Naleśniki to taki przysmak, który z dzieciństwa pamięta każdy z nas. Jadaliśmy je z różnymi dodatkami. Ja od zawsze uwielbiałam z wszelkimi możliwymi dżemami, konfiturami, miodem i oczywiście z prażonymi z cynamonem jabłkami. Teraz dodaje się również czekoladę, nie wspominając o serze albo zajada się nimi w wersji wytrawnej z warzywami np. ze szpinakiem.

Tymczasem zmieniają się żywieniowe upodobania, niektórym alergie nie pozwalają na stosowanie jaj, albo ze względów etycznych rezygnuje się ze składników pochodzenia roślinnego.

Dlatego z radością prezentuję Wam przepis na moje ulubione roślinne naleśniki, które uwielbiamy w naszym domu dosłownie wszyscy.

Zapraszam!

Co potrzebujesz:

2 szklanki mąki pszennej

350 ml wody gazowanej

300 ml mleka roślinnego (np. owsianego, sojowego)

duża szczypta soli

1 łyżeczka sody oczyszczonej

6 łyżeczek dobrego gatunkowo oleju rzepakowego

Jak robisz:

Wszystkie składniki mieszasz trzepaczką na gładką masę. Całość powinna być dość rzadka w konsystencji, aby bez oporów spływała z chochelki.

Ważne by patelnia była mocno rozgrzana, z minimalną ilością dokładnie rozprowadzonego oleju. Używam do tego pędzelka silikonowego, którego jedynie delikatnie moczę w oleju rozsmarowując go po patelni. Wlewasz po jednej łyżce/chochli od zupy i smażysz z każdej ze stron. Jeśli patelnia jest idealnie rozgrzana i przygotowana ciasto powinno się z łatwością dać po 2 minutach oderwać nawet ręką i przełożyć na drugą stronę.

Naleśniki są na początku bardzo chrupiące, poczekaj 5 min aż zmiękną i wtedy nałóż na nie ulubiony dodatek. Ja najbardziej lubię rozsmarować na nim wiśnie albo prażone jabłka z cynamonem. Powidła też są wyśmienite!
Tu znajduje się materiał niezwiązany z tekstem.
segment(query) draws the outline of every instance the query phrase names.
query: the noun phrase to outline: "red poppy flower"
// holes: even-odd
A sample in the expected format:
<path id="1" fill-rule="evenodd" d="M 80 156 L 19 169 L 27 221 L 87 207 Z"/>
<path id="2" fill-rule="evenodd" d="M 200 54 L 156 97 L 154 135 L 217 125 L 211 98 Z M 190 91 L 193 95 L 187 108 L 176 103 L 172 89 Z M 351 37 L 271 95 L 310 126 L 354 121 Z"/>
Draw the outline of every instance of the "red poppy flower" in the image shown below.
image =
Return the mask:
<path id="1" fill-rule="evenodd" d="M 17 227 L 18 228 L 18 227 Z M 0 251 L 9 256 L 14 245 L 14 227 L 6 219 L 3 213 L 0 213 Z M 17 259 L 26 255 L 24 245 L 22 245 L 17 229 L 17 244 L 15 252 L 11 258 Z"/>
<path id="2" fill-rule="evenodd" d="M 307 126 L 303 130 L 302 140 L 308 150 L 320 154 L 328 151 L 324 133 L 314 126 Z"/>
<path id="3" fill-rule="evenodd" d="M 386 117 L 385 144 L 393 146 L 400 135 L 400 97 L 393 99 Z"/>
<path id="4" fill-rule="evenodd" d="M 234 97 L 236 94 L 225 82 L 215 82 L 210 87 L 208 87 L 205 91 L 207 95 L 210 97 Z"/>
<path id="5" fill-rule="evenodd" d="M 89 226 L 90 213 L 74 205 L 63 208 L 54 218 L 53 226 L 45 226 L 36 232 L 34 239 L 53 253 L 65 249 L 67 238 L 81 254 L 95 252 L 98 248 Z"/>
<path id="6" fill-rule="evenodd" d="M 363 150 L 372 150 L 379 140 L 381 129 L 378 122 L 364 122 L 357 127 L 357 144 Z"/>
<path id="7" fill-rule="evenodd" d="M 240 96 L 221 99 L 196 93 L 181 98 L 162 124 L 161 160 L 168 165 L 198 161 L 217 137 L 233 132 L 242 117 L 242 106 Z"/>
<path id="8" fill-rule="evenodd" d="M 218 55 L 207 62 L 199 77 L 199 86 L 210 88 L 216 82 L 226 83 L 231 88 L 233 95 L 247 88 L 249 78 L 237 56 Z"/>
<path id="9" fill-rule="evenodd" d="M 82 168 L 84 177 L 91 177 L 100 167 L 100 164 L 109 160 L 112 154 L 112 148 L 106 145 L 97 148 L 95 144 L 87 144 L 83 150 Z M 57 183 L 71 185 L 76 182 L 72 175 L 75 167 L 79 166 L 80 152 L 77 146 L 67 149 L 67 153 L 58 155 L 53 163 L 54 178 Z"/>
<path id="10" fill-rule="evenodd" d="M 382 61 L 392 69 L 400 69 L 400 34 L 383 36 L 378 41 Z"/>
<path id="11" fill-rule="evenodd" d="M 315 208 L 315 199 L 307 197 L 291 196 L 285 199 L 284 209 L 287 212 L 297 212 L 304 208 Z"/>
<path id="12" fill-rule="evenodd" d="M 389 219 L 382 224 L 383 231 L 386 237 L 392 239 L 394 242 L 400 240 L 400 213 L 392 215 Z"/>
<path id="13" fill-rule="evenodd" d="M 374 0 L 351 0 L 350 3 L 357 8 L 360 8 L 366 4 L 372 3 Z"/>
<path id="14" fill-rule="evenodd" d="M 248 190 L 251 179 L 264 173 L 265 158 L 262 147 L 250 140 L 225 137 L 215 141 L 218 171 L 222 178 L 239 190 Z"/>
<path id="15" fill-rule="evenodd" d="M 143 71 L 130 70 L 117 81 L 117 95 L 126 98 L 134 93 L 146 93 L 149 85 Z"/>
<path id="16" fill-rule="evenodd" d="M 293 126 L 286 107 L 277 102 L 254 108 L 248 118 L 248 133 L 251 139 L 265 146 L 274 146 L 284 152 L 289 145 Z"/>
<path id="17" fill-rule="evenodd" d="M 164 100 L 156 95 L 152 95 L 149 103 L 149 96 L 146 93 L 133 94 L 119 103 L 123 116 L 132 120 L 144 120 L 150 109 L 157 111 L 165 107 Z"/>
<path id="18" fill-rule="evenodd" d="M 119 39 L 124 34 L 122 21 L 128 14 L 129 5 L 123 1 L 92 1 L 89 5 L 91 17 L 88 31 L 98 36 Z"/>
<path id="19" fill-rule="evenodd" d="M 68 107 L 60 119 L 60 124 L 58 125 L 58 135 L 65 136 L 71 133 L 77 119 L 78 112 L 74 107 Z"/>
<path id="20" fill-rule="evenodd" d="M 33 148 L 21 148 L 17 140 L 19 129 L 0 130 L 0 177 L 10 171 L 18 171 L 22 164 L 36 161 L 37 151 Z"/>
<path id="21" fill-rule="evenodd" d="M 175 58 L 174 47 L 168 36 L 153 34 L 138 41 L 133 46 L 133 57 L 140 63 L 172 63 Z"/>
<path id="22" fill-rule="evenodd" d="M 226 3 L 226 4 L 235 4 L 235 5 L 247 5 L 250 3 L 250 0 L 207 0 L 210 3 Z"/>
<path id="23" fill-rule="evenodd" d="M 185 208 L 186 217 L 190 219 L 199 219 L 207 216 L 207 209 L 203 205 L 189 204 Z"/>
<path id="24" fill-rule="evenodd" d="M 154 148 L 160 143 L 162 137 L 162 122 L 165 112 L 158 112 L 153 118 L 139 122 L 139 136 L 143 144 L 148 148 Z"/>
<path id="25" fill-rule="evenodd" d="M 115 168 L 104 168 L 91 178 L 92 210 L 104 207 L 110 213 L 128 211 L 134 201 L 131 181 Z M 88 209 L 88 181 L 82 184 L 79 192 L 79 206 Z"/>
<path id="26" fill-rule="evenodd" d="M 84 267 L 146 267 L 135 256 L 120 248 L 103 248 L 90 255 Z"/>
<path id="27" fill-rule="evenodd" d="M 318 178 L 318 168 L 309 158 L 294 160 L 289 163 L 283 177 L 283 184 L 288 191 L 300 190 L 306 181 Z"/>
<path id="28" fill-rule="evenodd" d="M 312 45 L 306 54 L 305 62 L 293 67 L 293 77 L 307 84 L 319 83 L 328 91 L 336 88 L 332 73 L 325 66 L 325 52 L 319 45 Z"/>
Smacznego i podzielcie się w komentarzu opinią jak Wam wyszły i czym je posmarowaliście! Jestem ciekawa!

Rady:

  1. Jeśli ciasto jest za gęste dodaj trochę więcej wody lub mleka;
  2. Patelnię smaruję odrobiną oleju co 3 naleśnika;
  3. Używam dobrej wody gazowanej np, Muszynianki.